Droht bald Stau an den Stromtankstellen? Die aktuellen Daten des Kraftfahrtbundesamtes (KBA) und der Bundesnetzagentur zum PKW-Bestand und zur Versorgung mit E-Ladesäulen deuten nicht auf eine rasche Entspannung hin, im Gegenteil: Den amtlichen Angaben zufolge kamen 2017 noch 11,6 Ladesäulen auf 100 E-Autos. Da die E-Flotte schneller wächst als das Angebot an Ladesäulen standen Anfang 2022 rein rechnerisch nur noch 4,9 öffentliche Ladesäulen für je 100 E-PKW zur Verfügung. Die Lage scheint sich demnach als eher zu verschlechtern.

Automobilexperte Ferdinand Dudenhöffer hält solche Vergleichsrechnungen allerdings für wenig sinnvoll. "Die Schnellladesäulen an den Autobahnen sind schon da, und stehen leider öfter leer", sagt der Leiter des Duisburger CAR-Instituts. Wichtiger sei es, so Dudenhöffer, dass es gute Versorgungskonzepte für die stark befahrenen Zentren in Städten wie München und Berlin gebe. In ländlichen Regionen dagegen könnten sich Leute leicht eine heimische Aufladestation, eine sogenannte Wallbox, fürs E-Auto auf dem eigenen Grundstück einrichten.

Verbände fordern Abbau von Hürden

Dudenhöffer kritisiert außerdem, dass die Bundesregierung plant, die Kaufprämie für Elektroautos einzuschränken. Er warnt vor gravierenden Folgen. "Dann überlegen sich auch Investoren und Unternehmen, ob sie noch Ladesäulen bauen wollen. Ohne Elektroautos machen Ladesäulen wenig Spaß."

Die Förderung von E-Autos und der Ausbau der Ladesäulen müssen also zusammenfinden, betont der Branchenkenner. Für den Umstieg vom Verbrenner zum E-Auto dürften neben dem Anschaffungspreis und der Reichweite jedoch auch psychologische Faktoren eine Rolle spielen. Für die Hälfte der deutschen Autokäufer, heißt es in einer Auswertung zum Energiewendebarometer der staatlichen Förderbank KfW, wirke eine unzureichende öffentliche Ladeinfrastruktur abschreckend.

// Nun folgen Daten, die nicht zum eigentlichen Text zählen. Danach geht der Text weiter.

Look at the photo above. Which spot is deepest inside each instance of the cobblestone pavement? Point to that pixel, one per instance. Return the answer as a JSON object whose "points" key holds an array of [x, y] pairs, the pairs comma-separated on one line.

Tatsächlich ist die Versorgungssituation in den deutschen Bundesländern sehr unterschiedlich, wie der Blick auf die Karte mit den aktuellen KBA-Daten im Verhältnis zur Bevölkerung zeigt.

"Laut einer Umfrage aus dem November 2021 sind noch fast 40 Prozent der Elektroauto-Fahrer mit der Ladesituation auf Langstrecken nicht besonders zufrieden", heißt es beim ADAC. Kritikpunkte seien demnach aber auch zu hohe Preise und zu langsames Laden. "Sorge, die nächste Schnellladestation nicht rechtzeitig zu erreichen, haben hingegen nur 23 Prozent der Elektroauto-Fahrer." Marktbeobachter Dudenhöffer glaubt, dass viele Deutsche derzeit vor allem über Vermietung, Leasing und Auto-Abos eigene Erfahrung mit dem Fahren und Aufladen der Fahrzeuge sammeln. Dies könnte durchaus dazu beitragen, etwaige Bedenken abzubauen.

Der Bundesverband der Energie- und Wasserwirtschaft (BDEW) fordert ein ganzheitliches Konzept der Bundesregierung, wie Deutschland die große Verkehrswende auch mithilfe von Elektromobilität vollziehen soll - "von der Steuergesetzgebung, über ambitioniertere CO2-Flottengrenzwerte für neu zugelassene Pkw, bis hin zu der Nutzung des öffentlichen Raums." Demnach sollte der Bund verstärkt auch eigene Flächen für Ladeinfrastruktur zugänglich machen. Langwierige Ausschreibungsverfahren würden zeigen: Aktuelle mache der Staat "den Ausbau des Ladeangebots nicht schneller, besser oder günstiger".

Letztlich sind die Gründe, warum die Masse der Autofahrer der Elektromobilität skeptisch gegenübersteht, wohl sehr vielschichtig. Kosten, Risiken und Nutzen der Verbrennungsmotoren sind bekannt, beim Stromantrieb wirkt vieles noch ungewohnt. Für den Schritt in die Alltagstauglichkeit sehen Automobil- und Energieverbände den Ausbau der Ladesäulen als wichtigen Baustein der Mobilitätswende. Mehr Tempo beim Ausbau könnte ein Anfang sein - für die nötigen Lade- und Berührungspunkte.